Ingest vs Data

I have read the Node Roles documentation, but am still unclear on the difference between the ingest and data roles. In particular, if a node has the data role but not the ingest role, does that mean that incoming data (e.g., from a Logstash pipeline) will not be written to that node? I'm asking because I have a situation where I want to temporarily stop incoming data to a hot data node (which currently has both ingest and data roles), but I still want to be able to work with the data on that node. How best do I achieve this?

The ingest role means that the node is able to run elasticsearch ingest pipelines processors to change or enrich the data before indexing it in one or more data nodes.
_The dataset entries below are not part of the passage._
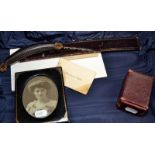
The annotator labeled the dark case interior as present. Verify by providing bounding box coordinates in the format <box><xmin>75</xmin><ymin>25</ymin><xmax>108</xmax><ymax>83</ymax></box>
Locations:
<box><xmin>15</xmin><ymin>67</ymin><xmax>69</xmax><ymax>123</ymax></box>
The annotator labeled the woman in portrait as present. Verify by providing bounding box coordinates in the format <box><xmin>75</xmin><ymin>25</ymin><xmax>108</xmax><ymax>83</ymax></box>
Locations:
<box><xmin>26</xmin><ymin>80</ymin><xmax>57</xmax><ymax>118</ymax></box>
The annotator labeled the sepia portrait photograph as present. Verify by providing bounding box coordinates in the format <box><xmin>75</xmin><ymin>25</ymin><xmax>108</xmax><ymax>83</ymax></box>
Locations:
<box><xmin>22</xmin><ymin>75</ymin><xmax>59</xmax><ymax>119</ymax></box>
Ingest nodes can execute pre-processing pipelines, composed of one or more ingest processors. Depending on the type of operations performed by the ingest processors and the required resources, it may make sense to have dedicated ingest nodes, that will only perform this specific task.

If you remove the ingest role from the node that currently is both a data and ingest node, you will still be able to work with the data on that node, and add more data if needed, the change will be that after you remove the ingest role, the node will note be able to run ingest pipeline processors.

The ingest role name is related only to the ability to execute ingest pipeline processors.

2 Likes

Thank you for the info! If I may ask one follow-up regarding my particular challenge: how do I (or can I) leave a hot data node joined to the cluster, but stop it from receiving new data - while at the same time re-allocating data from that "stopped" node to others? My objective is to get all the data off these nodes. I was hoping I could do this by removing the ingest role, but from your response, that doesn't seem like the solution.

Hi Tim, if you want to decommission one specific node, leaving it inside the cluster, you can use this command (with the proper IP addess) :

PUT _cluster/settings
{
  "persistent" : {
    "cluster.routing.allocation.exclude._ip" : "10.0.0.1"
  }
}

This is a dynamic setting (you can run it anytime, it is taken into account quickly). To revert (enable again this node), put the setting value to null
More details in: Cluster-level shard allocation and routing settings | Elasticsearch Guide [8.1] | Elastic

2 Likes

This topic was automatically closed 28 days after the last reply. New replies are no longer allowed.